Loopholes? Or Laziness?
Reading the Bill, and in light of the claim that it's to help close a "loophole", I wonder if this is more about laziness. It just looks like it's intended to allow the police, CPS, etc, to go by how the images themselves appear, without having to bother with how the images were actually produced, etc. Appearances, it seems, are more important than the truth.
From Section 49: "(3) An image is “pornographic” if it is of such a nature that it must reasonably be assumed to have been produced solely or principally for the purpose of sexual arousal."
No need to find out the truth about why that image was produced. Just go by how it appears (even if appearances are deceptive).
From Section 50, on the "Exclusion of classified film etc", there's the following subsection that means extracts from, say, BBFC classified works are not excluded from being criminal to possess:-
"(3) But such an image is not an “excluded image” if—
(a) it is contained in a recording of an extract from a classified work, and
(b) it is of such a nature that it must reasonably be assumed to have been extracted (whether with or without other images) solely or principally for the purpose of sexual arousal."
That means the police, CPS, etc, don't need to worry about whether or not an image has been extracted from something legal to own.
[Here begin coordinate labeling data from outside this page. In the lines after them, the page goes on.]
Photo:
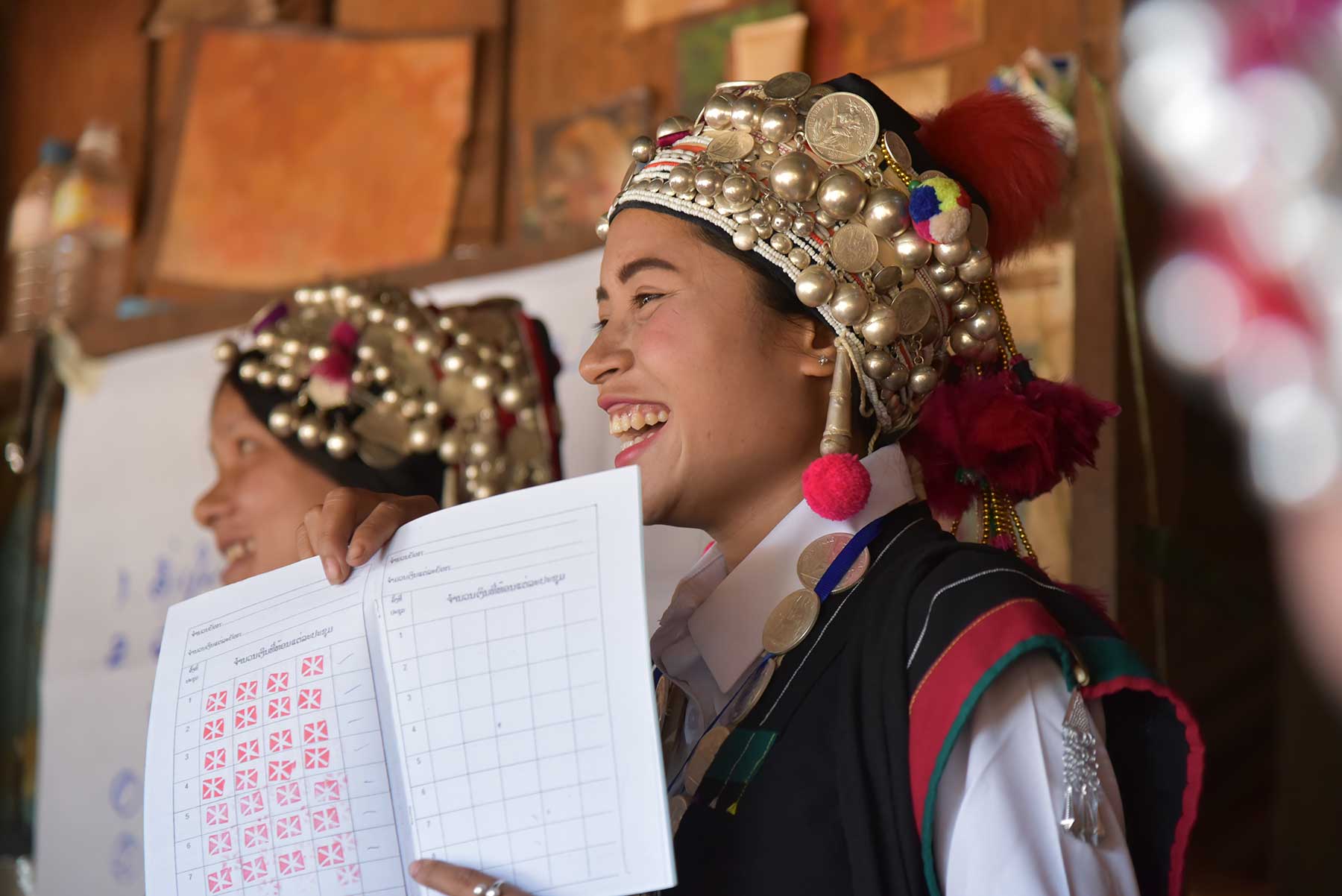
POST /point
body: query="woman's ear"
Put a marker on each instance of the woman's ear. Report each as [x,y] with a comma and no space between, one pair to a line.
[815,342]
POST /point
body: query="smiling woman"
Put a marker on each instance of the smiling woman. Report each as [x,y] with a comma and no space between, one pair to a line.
[796,286]
[377,408]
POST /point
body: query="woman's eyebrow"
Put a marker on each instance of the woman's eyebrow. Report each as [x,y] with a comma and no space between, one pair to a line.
[630,268]
[649,262]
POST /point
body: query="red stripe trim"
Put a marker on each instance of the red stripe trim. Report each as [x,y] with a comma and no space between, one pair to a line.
[941,695]
[1196,761]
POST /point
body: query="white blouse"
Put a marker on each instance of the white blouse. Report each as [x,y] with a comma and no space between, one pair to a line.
[1001,790]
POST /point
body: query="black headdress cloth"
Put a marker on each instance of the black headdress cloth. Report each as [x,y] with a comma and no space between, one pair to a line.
[890,116]
[416,474]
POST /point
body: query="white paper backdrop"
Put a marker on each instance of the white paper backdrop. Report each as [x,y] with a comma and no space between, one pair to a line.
[132,461]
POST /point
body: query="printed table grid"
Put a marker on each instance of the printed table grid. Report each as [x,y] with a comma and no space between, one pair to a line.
[268,789]
[458,774]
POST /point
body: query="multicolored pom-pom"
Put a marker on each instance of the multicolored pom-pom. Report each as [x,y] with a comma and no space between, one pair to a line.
[837,486]
[939,209]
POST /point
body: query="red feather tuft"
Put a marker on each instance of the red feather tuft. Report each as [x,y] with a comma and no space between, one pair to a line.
[1077,420]
[981,429]
[996,142]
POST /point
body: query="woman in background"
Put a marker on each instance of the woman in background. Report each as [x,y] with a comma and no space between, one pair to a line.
[344,403]
[852,701]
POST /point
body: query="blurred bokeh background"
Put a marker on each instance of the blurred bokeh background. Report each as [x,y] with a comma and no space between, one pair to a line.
[174,164]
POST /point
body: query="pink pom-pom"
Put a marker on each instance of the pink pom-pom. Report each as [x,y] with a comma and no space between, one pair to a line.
[837,486]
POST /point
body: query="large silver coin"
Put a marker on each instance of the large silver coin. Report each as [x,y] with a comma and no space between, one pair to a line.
[382,435]
[819,555]
[913,309]
[854,248]
[731,145]
[790,85]
[898,151]
[702,758]
[842,127]
[751,694]
[887,280]
[812,97]
[791,622]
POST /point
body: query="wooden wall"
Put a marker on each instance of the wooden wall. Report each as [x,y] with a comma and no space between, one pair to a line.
[63,62]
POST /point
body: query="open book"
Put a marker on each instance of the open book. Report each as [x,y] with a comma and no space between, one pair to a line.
[479,692]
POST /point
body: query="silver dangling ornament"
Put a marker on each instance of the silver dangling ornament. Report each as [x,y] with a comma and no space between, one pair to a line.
[1080,774]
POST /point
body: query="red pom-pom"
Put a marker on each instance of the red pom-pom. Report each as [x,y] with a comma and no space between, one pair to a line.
[837,486]
[998,142]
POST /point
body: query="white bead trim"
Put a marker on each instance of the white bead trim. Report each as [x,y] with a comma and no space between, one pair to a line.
[845,335]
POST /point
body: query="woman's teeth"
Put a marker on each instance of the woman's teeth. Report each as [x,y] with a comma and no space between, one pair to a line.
[637,417]
[239,550]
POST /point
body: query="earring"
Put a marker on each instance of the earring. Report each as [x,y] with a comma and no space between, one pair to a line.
[837,486]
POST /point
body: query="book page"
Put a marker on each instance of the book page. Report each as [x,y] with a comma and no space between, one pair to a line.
[520,690]
[266,770]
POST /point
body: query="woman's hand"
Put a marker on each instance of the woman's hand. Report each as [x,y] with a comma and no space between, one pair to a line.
[352,525]
[456,880]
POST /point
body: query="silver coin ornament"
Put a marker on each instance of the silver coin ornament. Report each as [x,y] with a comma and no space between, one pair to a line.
[887,212]
[913,309]
[731,147]
[795,177]
[842,127]
[674,125]
[790,85]
[850,305]
[815,286]
[854,248]
[842,195]
[717,112]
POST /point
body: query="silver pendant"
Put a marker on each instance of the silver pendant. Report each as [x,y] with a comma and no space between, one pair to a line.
[1080,774]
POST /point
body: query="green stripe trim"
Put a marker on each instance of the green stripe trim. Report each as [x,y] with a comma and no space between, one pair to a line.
[741,755]
[1110,657]
[1038,643]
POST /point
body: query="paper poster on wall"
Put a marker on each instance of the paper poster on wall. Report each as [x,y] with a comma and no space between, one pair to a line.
[132,461]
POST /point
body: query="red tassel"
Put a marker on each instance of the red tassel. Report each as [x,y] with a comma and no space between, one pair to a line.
[998,142]
[976,431]
[1077,419]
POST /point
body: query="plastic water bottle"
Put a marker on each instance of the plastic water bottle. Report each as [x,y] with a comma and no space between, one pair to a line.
[90,216]
[30,238]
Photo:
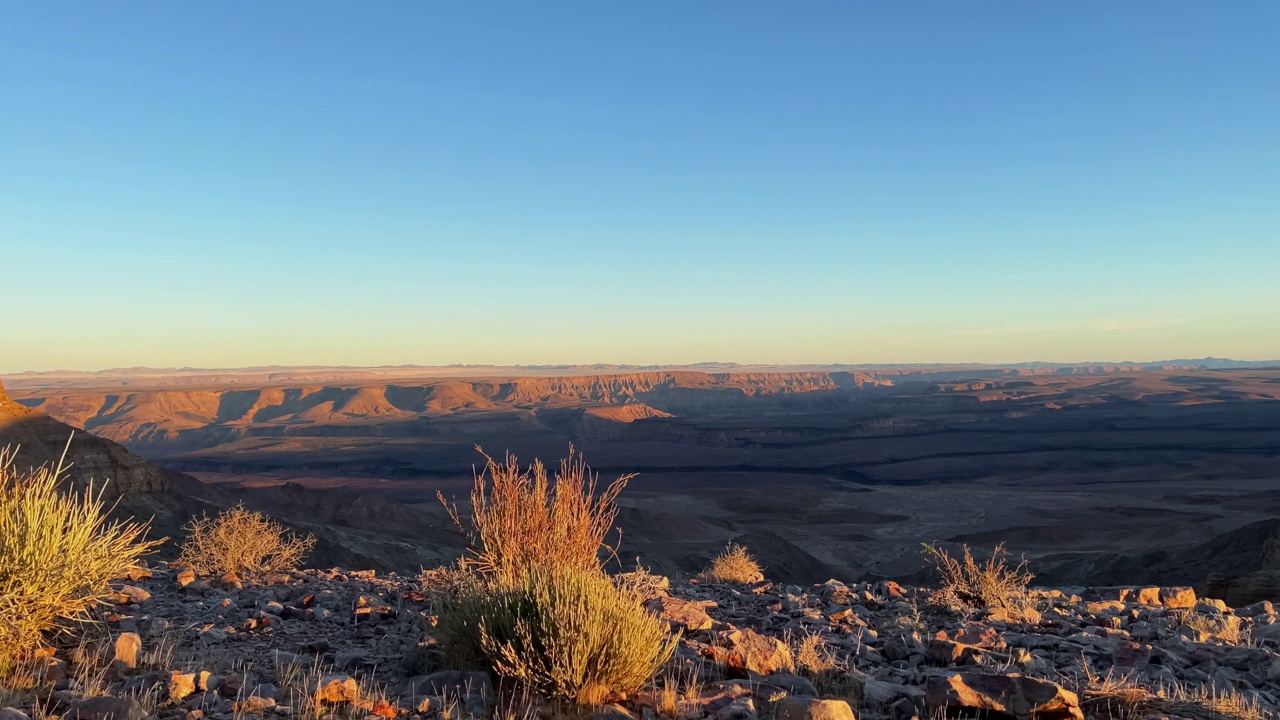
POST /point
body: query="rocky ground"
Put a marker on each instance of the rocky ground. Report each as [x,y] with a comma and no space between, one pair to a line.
[327,643]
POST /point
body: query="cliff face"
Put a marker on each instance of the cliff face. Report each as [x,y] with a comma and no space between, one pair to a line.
[42,440]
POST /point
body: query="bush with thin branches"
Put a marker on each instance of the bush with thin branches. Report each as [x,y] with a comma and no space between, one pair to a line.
[243,542]
[563,632]
[967,583]
[521,519]
[58,554]
[734,565]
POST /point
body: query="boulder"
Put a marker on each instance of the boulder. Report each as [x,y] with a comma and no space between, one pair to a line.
[1178,597]
[762,655]
[681,614]
[336,688]
[1014,695]
[106,709]
[809,709]
[128,646]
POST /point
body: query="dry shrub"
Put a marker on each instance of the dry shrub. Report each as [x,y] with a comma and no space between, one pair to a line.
[734,565]
[1119,697]
[965,583]
[566,633]
[536,606]
[58,554]
[641,583]
[813,656]
[521,519]
[243,542]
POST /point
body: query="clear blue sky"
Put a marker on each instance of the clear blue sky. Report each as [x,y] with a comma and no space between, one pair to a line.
[228,183]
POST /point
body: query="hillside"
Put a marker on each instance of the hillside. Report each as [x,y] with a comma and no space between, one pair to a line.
[351,527]
[1089,470]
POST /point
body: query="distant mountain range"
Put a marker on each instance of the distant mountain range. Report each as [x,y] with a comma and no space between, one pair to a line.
[458,368]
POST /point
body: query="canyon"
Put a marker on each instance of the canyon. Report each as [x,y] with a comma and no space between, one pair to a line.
[1097,473]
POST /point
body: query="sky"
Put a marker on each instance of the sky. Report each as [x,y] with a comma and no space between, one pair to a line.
[368,183]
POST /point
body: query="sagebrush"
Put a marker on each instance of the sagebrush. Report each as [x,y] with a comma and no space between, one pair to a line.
[521,519]
[58,554]
[566,633]
[734,565]
[243,542]
[967,583]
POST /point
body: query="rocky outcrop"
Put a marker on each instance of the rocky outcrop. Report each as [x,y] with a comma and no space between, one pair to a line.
[87,458]
[359,643]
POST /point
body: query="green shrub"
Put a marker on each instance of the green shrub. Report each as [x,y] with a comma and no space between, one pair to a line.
[734,565]
[561,632]
[58,555]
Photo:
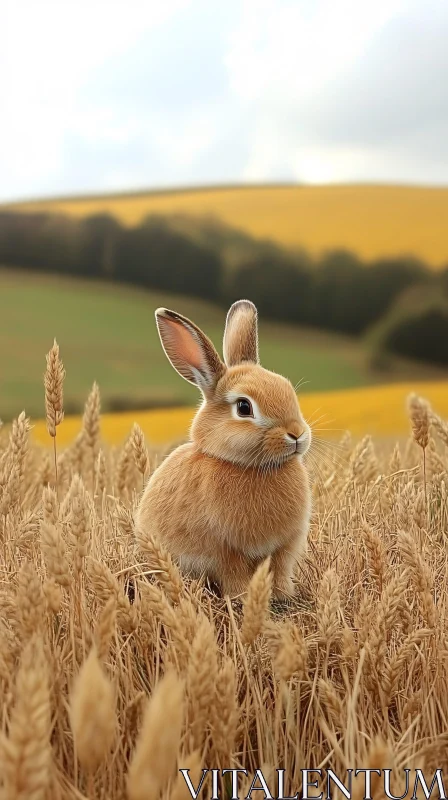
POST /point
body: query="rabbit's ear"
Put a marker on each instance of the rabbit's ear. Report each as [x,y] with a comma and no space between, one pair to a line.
[189,350]
[241,334]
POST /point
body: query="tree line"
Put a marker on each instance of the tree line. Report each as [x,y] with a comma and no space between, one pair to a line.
[337,291]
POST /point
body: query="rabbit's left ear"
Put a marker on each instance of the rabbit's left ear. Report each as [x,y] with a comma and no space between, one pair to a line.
[241,334]
[189,350]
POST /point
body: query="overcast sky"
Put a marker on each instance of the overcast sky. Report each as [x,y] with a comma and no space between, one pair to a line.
[127,94]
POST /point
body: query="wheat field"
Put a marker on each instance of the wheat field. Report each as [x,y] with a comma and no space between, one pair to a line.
[116,671]
[378,410]
[370,220]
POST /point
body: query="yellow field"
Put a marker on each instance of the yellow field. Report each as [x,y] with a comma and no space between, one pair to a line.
[379,410]
[369,220]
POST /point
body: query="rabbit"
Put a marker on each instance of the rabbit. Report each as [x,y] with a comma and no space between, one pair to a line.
[238,490]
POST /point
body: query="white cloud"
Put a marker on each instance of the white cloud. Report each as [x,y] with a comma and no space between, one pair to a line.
[115,95]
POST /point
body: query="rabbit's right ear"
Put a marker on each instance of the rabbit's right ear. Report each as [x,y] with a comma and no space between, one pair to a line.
[190,351]
[241,334]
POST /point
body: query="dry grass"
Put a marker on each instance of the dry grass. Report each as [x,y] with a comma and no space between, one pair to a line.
[370,220]
[378,410]
[115,671]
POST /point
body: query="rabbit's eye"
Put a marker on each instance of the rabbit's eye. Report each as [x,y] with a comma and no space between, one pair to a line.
[244,407]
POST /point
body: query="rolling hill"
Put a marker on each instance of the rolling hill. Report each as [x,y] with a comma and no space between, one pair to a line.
[370,220]
[107,333]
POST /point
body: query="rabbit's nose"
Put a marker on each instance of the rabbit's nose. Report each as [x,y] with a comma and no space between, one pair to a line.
[298,440]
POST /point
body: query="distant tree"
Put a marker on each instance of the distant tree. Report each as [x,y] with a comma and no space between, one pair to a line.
[278,285]
[98,240]
[422,335]
[154,254]
[339,300]
[385,279]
They can just ignore the possibility.
In Section 52:-
"(6) Where an image shows a person the image is to be treated as an image of a child if—
(a) the impression conveyed by the image is that the person shown is a child, or
(b) the predominant impression conveyed is that the person shown is a child despite the fact that some of the physical characteristics shown are not those of a child."
So the police, CPS, etc, don't need to bother with the actual age of the person shown. If they look like a "child" (someone under eighteen), then treat the image as being of a "child", even if they're actually over eighteen.
"(7) References to an image of a person include references to an image of an imaginary person.
(8) References to an image of a child include references to an image of an imaginary child."
Don't even need to worry about whether or not the people even exist!
So it seems the "loophole" might simply be that the police, CPS, etc, need to find out the truth about images they're investigating, rather than just going by how the images themselves appear. The need to investigate is a "loophole"?
Seems that truth itself has become a "loophole" to be closed. How Orwellian.
Except the result of this is that this is a fundamentally different kind of crime to possession of, say, indecent photos of children. It's criminalisation of the possession of works of expression because of the ideas that those works represent, rather than because of the role they play in the abuse of the people abused in the making of those works.
In the case of indecent photos, the photo itself effectively forms part of the abuse of the child. (Indecently exposing someone without their consent in front of an audience would seem to be abusive, wouldn't it? That doesn't cease to be the case simply because the exposure is via a photographic or videographic medium.)
In contrast, this proposed law would make it a crime to own images simply because of how those images appear, because of the ideas they represent. That is fundamentally different, as is clear in the case where the people and abuse in the images are entirely imaginary.
Or maybe the government really is trying to protect imaginary children from imaginary abuse.
Paris, because superficial appearances seem more important.